Deep autoencoder-based behavioral pattern recognition outperforms standard statistical methods in high-dimensional zebrafish studies.

机构信息

Bioinformatics Research Center, Department of Biological Sciences, NC State University, Raleigh, North Carolina, United States of America.

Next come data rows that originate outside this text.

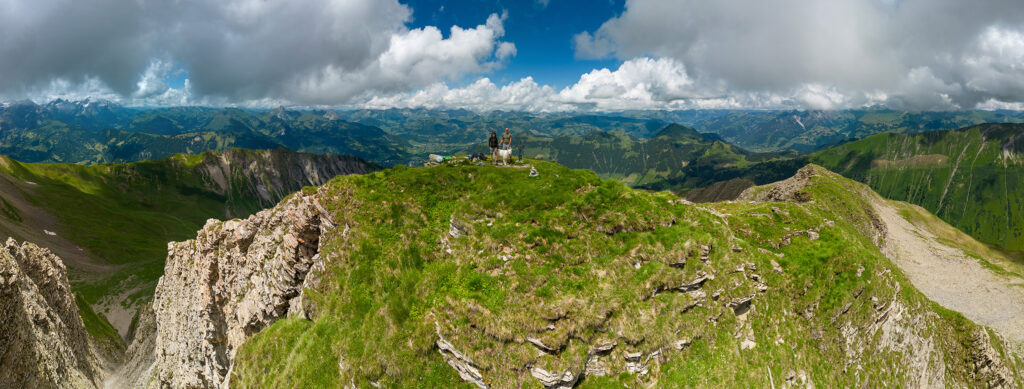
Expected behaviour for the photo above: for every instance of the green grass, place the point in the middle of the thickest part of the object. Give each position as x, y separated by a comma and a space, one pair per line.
590, 257
126, 213
109, 340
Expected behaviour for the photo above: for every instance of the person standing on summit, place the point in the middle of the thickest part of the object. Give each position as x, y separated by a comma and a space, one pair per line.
493, 142
506, 139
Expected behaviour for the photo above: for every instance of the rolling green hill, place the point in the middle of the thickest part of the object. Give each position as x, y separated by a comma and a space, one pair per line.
675, 154
454, 275
973, 178
811, 130
94, 133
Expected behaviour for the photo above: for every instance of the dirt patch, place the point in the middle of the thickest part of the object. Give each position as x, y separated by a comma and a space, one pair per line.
38, 226
951, 278
915, 162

Sciome LLC, Research Triangle Park, North Carolina, United States of America.

出版信息

PLoS Comput Biol. 2024 Sep 10;20(9):e1012423. doi: 10.1371/journal.pcbi.1012423. eCollection 2024 Sep.

Abstract

Zebrafish have become an essential model organism in screening for developmental neurotoxic chemicals and their molecular targets. The success of zebrafish as a screening model is partially due to their physical characteristics including their relatively simple nervous system, rapid development, experimental tractability, and genetic diversity combined with technical advantages that allow for the generation of large amounts of high-dimensional behavioral data. These data are complex and require advanced machine learning and statistical techniques to comprehensively analyze and capture spatiotemporal responses. To accomplish this goal, we have trained semi-supervised deep autoencoders using behavior data from unexposed larval zebrafish to extract quintessential "normal" behavior. Following training, our network was evaluated using data from larvae shown to have significant changes in behavior (using a traditional statistical framework) following exposure to toxicants that include nanomaterials, aromatics, per- and polyfluoroalkyl substances (PFAS), and other environmental contaminants. Further, our model identified new chemicals (Perfluoro-n-octadecanoic acid, 8-Chloroperfluorooctylphosphonic acid, and Nonafluoropentanamide) as capable of inducing abnormal behavior at multiple chemical-concentrations pairs not captured using distance moved alone. Leveraging this deep learning model will allow for better characterization of the different exposure-induced behavioral phenotypes, facilitate improved genetic and neurobehavioral analysis in mechanistic determination studies and provide a robust framework for analyzing complex behaviors found in higher-order model systems.

摘要

斑马鱼已成为筛选发育神经毒性化学物质及其分子靶标的重要模式生物。斑马鱼作为筛选模型的成功部分归因于其物理特征,包括相对简单的神经系统、快速发育、实验可操作性以及遗传多样性,同时结合了允许生成大量高维行为数据的技术优势。这些数据很复杂,需要先进的机器学习和统计技术来全面分析和捕捉时空反应。为了实现这一目标,我们使用未暴露的幼鱼的行为数据训练了半监督深度自动编码器,以提取典型的“正常”行为。在训练后,我们的网络使用从暴露于有毒物质(包括纳米材料、芳烃、全氟和多氟烷基物质(PFAS)和其他环境污染物)后行为发生显著变化的幼虫的数据进行了评估。此外,我们的模型还确定了新的化学物质(全氟-n-十八烷酸、8-氯全氟辛基膦酸和九氟戊酰胺)能够在未单独使用移动距离捕捉到的多个化学浓度对中诱导异常行为。利用这个深度学习模型将能够更好地描述不同的暴露诱导行为表型,促进在机制确定研究中进行遗传和神经行为分析的改进,并为分析在更高阶模型系统中发现的复杂行为提供稳健的框架。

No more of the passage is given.